Paper Summary
Share...

Direct link:

Breathing Life Into Psychological Theories With Community College Students

Sat, April 13, 9:35 to 11:05am, Pennsylvania Convention Center, Floor: Level 200, Exhibit Hall B

Abstract

For younger generations, the end of the world as we know it approaches. The on-going climate crisis, epidemic of racism, anti-immigration, and LGBTQ-phobia, the banning of books, school mass shootings, an increase in human trafficking, and the extinction of more than 160 species of plants and animals— are at the forefront of our lives. Developmental psychology’s canons, for the most part, have failed to seriously center these issues in theories and pedagogies (Adams-Wiggins & Taylor-García, 2020; Orellana, 2016; Stetsenko, 2016). The fixation with positivism and scientism permeates the field (Koops & Kessel, 2017) producing knowledge that is decontextualized from how people develop and insufficient to deal with these on-going crises.

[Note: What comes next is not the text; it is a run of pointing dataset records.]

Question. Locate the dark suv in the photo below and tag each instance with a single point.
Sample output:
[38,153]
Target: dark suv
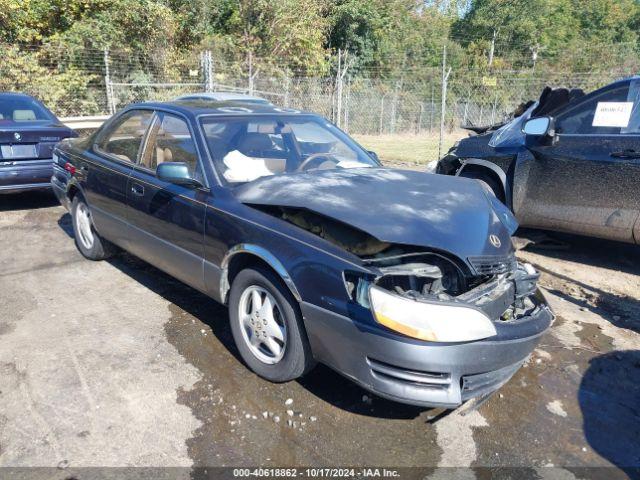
[570,162]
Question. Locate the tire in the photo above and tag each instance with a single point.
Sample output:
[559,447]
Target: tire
[488,181]
[295,358]
[90,244]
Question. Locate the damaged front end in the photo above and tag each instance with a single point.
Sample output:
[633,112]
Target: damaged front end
[436,310]
[427,296]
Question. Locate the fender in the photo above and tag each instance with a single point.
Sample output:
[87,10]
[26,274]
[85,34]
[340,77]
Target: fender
[502,176]
[264,255]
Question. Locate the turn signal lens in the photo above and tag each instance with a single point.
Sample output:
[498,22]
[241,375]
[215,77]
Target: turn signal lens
[433,322]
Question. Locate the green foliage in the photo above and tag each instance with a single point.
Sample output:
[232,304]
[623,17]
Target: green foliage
[55,46]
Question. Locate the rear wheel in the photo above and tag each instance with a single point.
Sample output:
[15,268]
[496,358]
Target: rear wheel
[90,244]
[488,181]
[267,326]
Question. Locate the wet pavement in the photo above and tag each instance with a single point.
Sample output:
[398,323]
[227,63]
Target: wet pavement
[151,362]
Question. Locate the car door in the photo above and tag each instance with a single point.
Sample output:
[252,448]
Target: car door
[105,170]
[167,220]
[585,180]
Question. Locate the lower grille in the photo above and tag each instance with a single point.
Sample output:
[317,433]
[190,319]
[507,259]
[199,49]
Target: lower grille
[474,385]
[493,264]
[416,378]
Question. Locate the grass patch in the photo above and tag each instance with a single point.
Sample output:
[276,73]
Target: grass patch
[408,149]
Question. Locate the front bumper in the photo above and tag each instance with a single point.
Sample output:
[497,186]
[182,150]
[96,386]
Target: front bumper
[418,372]
[22,175]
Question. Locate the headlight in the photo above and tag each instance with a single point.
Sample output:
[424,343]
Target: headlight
[429,321]
[431,166]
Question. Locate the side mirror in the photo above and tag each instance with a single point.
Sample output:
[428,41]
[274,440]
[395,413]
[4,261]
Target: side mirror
[177,173]
[538,127]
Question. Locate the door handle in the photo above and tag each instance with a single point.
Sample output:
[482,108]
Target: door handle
[137,189]
[626,154]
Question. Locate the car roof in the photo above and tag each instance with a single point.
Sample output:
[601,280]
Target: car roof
[223,96]
[194,108]
[16,94]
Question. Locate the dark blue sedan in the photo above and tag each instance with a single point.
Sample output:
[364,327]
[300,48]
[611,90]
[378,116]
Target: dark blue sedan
[28,133]
[403,281]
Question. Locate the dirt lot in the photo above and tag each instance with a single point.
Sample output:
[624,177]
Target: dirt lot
[116,364]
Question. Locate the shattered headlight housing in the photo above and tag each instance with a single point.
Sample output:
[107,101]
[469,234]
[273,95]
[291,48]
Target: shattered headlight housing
[434,322]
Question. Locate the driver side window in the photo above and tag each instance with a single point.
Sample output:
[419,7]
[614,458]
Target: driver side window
[170,140]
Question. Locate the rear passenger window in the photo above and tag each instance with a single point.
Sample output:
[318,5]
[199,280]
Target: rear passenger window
[170,141]
[123,139]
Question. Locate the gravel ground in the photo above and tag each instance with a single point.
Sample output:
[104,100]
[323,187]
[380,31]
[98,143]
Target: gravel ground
[116,364]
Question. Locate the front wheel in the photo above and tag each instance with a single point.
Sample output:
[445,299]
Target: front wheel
[90,244]
[267,326]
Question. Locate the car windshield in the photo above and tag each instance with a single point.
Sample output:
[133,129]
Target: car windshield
[14,109]
[247,148]
[510,135]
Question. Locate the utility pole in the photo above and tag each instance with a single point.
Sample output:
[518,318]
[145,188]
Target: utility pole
[209,71]
[339,89]
[343,67]
[107,83]
[250,73]
[443,103]
[493,46]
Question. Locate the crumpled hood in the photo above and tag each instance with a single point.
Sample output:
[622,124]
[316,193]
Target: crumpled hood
[395,206]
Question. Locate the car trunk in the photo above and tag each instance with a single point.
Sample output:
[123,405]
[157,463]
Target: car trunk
[29,142]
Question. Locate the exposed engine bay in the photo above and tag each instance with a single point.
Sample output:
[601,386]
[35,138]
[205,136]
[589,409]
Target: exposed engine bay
[420,275]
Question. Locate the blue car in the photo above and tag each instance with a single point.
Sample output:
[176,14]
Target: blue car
[28,133]
[404,282]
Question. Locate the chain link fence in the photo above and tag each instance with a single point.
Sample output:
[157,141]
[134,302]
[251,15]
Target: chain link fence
[86,82]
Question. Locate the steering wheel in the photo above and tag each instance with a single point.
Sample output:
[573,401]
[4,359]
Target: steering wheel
[315,156]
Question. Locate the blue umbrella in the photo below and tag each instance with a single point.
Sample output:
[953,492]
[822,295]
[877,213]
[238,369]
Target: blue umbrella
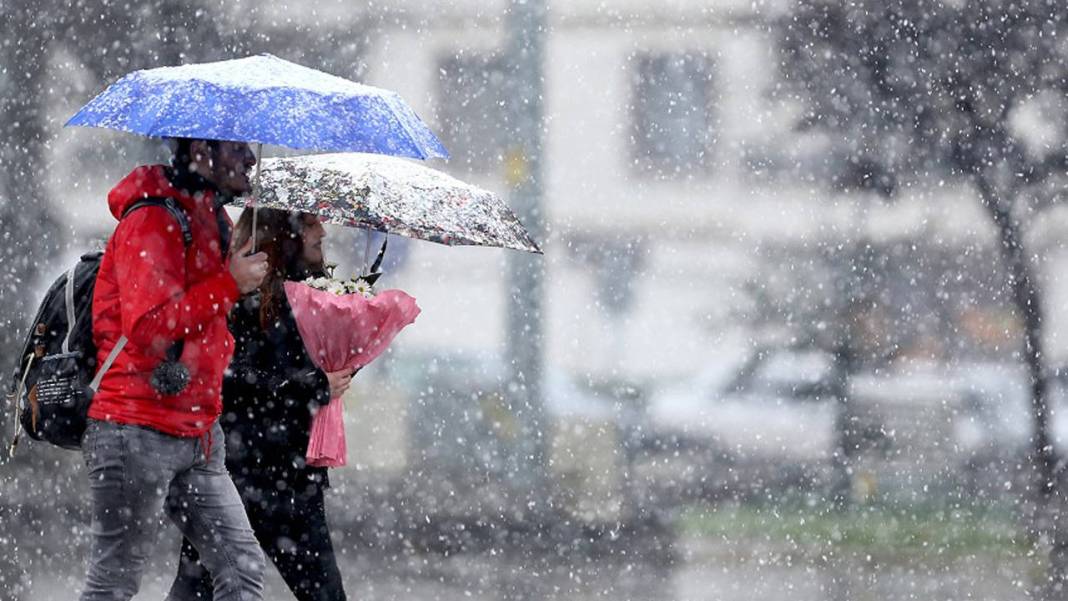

One notable exception is Vygotsky, whose works grew out of struggles for creating a more equitable world through overturning the traditional canons of developmental psychology in a time of social turmoil and unpreceded crisis (Stetsenko, in press). In particular, I argue that Vygotsky’s conceptualization of obuchenie (teaching-learning as one process) can be further expanded upon and taken seriously to transform and update theories of human development vis-a-vis the end of the world as we know it. I suggest that the interdependence and co-constitution of teaching-learning, world-making, and theory-making is integral to making human development more accountable to an increasingly dying world. Though normally understood as separate processes, I argue that it is only in the act of transforming theories with students through facing the end of the world as we know it, and therefore imagining the kind of world students are striving to create, that theories become alive and active in the world/our lives.

Drawing on a thematic analysis of three group discussions with community college students and from a critical ethnography of my pedagogy (e.g., student coursework), I explore what becomes possible when the lives, concerns, and hopes of community college students are centered and taken seriously in the theorization of human development rather than focusing on ”facts” or “correct” understanding of development. How do their dreams, struggles, hopes, and fears as working-class, racialized, and “non-traditional” students open up new possibilities for how we conceptualize human development?

Building on the transformative ontology (Stetsenko, 2016) and decolonial cosmologies (Wynter, 2003; Stein et al., 2016; da Silva, 2022), I propose that how community college students make sense of psychological theories bring into being new/revised theories of human development grounded on the realities of students and professor, and the world itself. That is, it is in the process of a reciprocal transmutation of teaching-learning, teacher-student, theory-practice, and self-world that we can collectively come to envision, articulate, understand, and update theories of human development.